According to them, in the marine environment around the world there is a large variety of drug residues, including types of antibiotics, anti-inflammatories, pain relievers, hormones, antidepressants and more. "A significant number of these compounds are very stable," the researchers point out and add: "They do not break down quickly in the marine environment, and the damage to marine creatures may be particularly great, since the drugs are originally intended to act on biological systems (the human body). For example, various studies conducted around the world found that estrogen found in birth control pills creates female characteristics in male fish, and therefore damages the reproductive capacity of certain species; Prozac causes aggressiveness and risk-taking in crustaceans; Antidepressants harm the memory and learning ability of squids and more."

She also participated in the study The hydrochemical laboratory של The Center for Water Research At the Porter School of Environment and Earth Sciences at the Faculty of Exact Sciences by Raymond and Burley Sackler, led by Prof. Dror Avisher. The article was published in August 2020 in the journal Marine Pollution Bulletin.

Stop the chronic infection

"We have been working for 15 years on the chemical-physical fate of drug residues in terrestrial water sources, and the presence of these residues in the marine environment surprised us. The results of the study indicate the large extent of chronic contamination with drug residues, as well as the absorption of micro and nano-pollutants, measured in very low concentrations, by marine organisms,' says Prof. Avisher.

"In our research, we found that Israel is not exempt from the serious global problem of seawater contamination with medicinal substances. The medicines we consume reach the sea, mainly through the sewage, and cause a lot of damage to the marine environment and an indirect effect on humans, who feed on seafood and are exposed to this pollution", concludes Prof. Shankar. "In order to deal with the problem, different steps can be taken. At the individual level, we recommend that the entire population take personal responsibility and dispose of unused medications in the designated containers at pharmacies and health insurance companies. Also, we are working to expand the research on the monitoring of drug pollution along Israel's coasts, by advanced analysis for a larger variety of drugs that are widely used. In addition, we are examining what changes are caused to animals exposed to environmental concentrations of these drugs."

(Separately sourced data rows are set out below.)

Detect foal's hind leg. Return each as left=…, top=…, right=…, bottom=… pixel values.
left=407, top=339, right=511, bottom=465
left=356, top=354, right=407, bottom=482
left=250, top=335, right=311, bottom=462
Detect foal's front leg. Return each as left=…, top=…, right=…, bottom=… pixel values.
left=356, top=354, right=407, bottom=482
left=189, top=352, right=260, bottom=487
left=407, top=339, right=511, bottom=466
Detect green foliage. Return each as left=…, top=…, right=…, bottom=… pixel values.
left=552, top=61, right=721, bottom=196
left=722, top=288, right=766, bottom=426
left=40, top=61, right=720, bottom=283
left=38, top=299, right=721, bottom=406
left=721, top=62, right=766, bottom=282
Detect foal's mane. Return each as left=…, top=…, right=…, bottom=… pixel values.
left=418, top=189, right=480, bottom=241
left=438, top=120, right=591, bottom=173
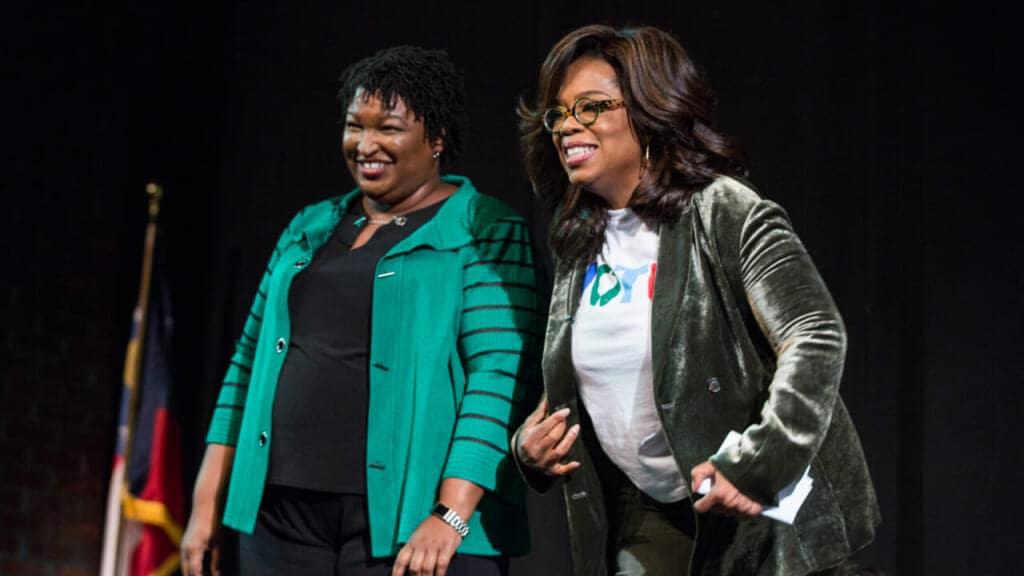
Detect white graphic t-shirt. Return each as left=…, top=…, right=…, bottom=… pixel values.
left=572, top=208, right=689, bottom=502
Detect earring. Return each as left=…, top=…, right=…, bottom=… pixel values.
left=640, top=142, right=650, bottom=178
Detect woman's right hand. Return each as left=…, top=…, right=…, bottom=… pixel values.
left=181, top=500, right=220, bottom=576
left=516, top=398, right=580, bottom=476
left=181, top=444, right=234, bottom=576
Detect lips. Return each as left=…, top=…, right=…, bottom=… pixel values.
left=355, top=159, right=391, bottom=179
left=562, top=141, right=597, bottom=168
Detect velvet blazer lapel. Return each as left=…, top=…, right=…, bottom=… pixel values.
left=650, top=207, right=693, bottom=404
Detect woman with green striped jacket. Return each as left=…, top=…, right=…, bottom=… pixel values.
left=182, top=46, right=545, bottom=575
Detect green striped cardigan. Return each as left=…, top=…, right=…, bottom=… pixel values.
left=207, top=175, right=547, bottom=557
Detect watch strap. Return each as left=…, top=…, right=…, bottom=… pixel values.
left=430, top=502, right=469, bottom=538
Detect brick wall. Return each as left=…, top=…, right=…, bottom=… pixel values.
left=0, top=169, right=131, bottom=576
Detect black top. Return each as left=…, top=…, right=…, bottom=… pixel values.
left=267, top=194, right=442, bottom=494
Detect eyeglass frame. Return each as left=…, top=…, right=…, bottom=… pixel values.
left=541, top=96, right=626, bottom=134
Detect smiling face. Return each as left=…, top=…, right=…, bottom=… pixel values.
left=341, top=88, right=443, bottom=207
left=552, top=56, right=641, bottom=208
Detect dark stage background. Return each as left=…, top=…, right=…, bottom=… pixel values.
left=0, top=0, right=1024, bottom=575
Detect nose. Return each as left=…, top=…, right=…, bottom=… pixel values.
left=355, top=130, right=380, bottom=156
left=558, top=114, right=585, bottom=136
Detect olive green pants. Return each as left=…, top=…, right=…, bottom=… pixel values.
left=609, top=479, right=696, bottom=576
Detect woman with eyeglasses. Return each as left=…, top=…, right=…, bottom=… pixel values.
left=181, top=46, right=546, bottom=576
left=513, top=26, right=880, bottom=576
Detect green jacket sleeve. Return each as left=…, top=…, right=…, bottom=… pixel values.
left=206, top=212, right=302, bottom=446
left=443, top=216, right=544, bottom=499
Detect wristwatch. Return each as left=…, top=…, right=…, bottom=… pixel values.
left=430, top=502, right=469, bottom=538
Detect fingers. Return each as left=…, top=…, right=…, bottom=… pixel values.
left=544, top=460, right=580, bottom=476
left=690, top=461, right=763, bottom=516
left=391, top=544, right=413, bottom=576
left=409, top=548, right=433, bottom=576
left=522, top=408, right=569, bottom=455
left=690, top=460, right=715, bottom=487
left=526, top=397, right=548, bottom=424
left=181, top=544, right=204, bottom=576
left=209, top=546, right=220, bottom=576
left=434, top=548, right=453, bottom=576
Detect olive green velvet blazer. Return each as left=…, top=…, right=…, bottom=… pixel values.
left=524, top=177, right=881, bottom=576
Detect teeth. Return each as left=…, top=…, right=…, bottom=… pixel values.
left=565, top=146, right=594, bottom=158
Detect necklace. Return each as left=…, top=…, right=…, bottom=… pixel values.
left=352, top=216, right=408, bottom=228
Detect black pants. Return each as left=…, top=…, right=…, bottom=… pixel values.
left=239, top=485, right=508, bottom=576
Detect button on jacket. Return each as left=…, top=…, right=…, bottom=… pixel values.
left=207, top=175, right=545, bottom=557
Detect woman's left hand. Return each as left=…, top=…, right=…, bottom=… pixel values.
left=391, top=515, right=462, bottom=576
left=690, top=460, right=762, bottom=517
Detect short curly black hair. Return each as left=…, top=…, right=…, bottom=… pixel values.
left=338, top=46, right=467, bottom=168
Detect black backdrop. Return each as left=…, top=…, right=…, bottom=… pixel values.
left=0, top=0, right=1024, bottom=574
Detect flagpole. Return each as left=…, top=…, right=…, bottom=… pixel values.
left=100, top=182, right=164, bottom=576
left=124, top=182, right=164, bottom=481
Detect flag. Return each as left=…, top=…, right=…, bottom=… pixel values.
left=100, top=193, right=184, bottom=576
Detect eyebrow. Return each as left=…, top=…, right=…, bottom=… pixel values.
left=345, top=111, right=406, bottom=122
left=555, top=90, right=614, bottom=108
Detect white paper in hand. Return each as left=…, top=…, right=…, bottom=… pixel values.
left=697, top=430, right=814, bottom=524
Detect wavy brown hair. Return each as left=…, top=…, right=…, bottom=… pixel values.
left=516, top=25, right=746, bottom=260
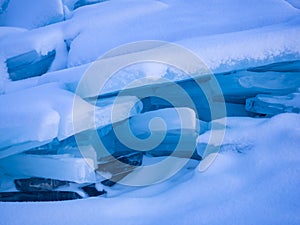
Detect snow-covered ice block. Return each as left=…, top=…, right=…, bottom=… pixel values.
left=0, top=0, right=9, bottom=15
left=62, top=0, right=107, bottom=10
left=246, top=93, right=300, bottom=115
left=103, top=108, right=203, bottom=157
left=129, top=108, right=198, bottom=135
left=0, top=0, right=64, bottom=29
left=0, top=154, right=95, bottom=183
left=0, top=83, right=142, bottom=158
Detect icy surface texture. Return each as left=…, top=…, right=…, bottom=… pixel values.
left=0, top=0, right=64, bottom=29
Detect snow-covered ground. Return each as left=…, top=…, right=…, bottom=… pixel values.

More of the topic in Hayadan:

3 תגובות

  1. It is certainly possible to return medicines to the pharmacy and also used syringes to the nurse at the health fund.
    There is not enough awareness of the matter.
    Like big drinking bottles I keep in circulation even though I don't get paid for them.

  2. The motivation of the polluter and of the entire population is financial. On the day when it will be possible to redeem expired drugs and the like at a pharmacy, a whole industry of collecting unused drugs will develop. Just like what happened with the bottles and electronic waste. All that remains is to quantify the financial damage from sea pollution and from that to estimate the reimbursement cost that the state is willing to pay for medicines that were not consumed.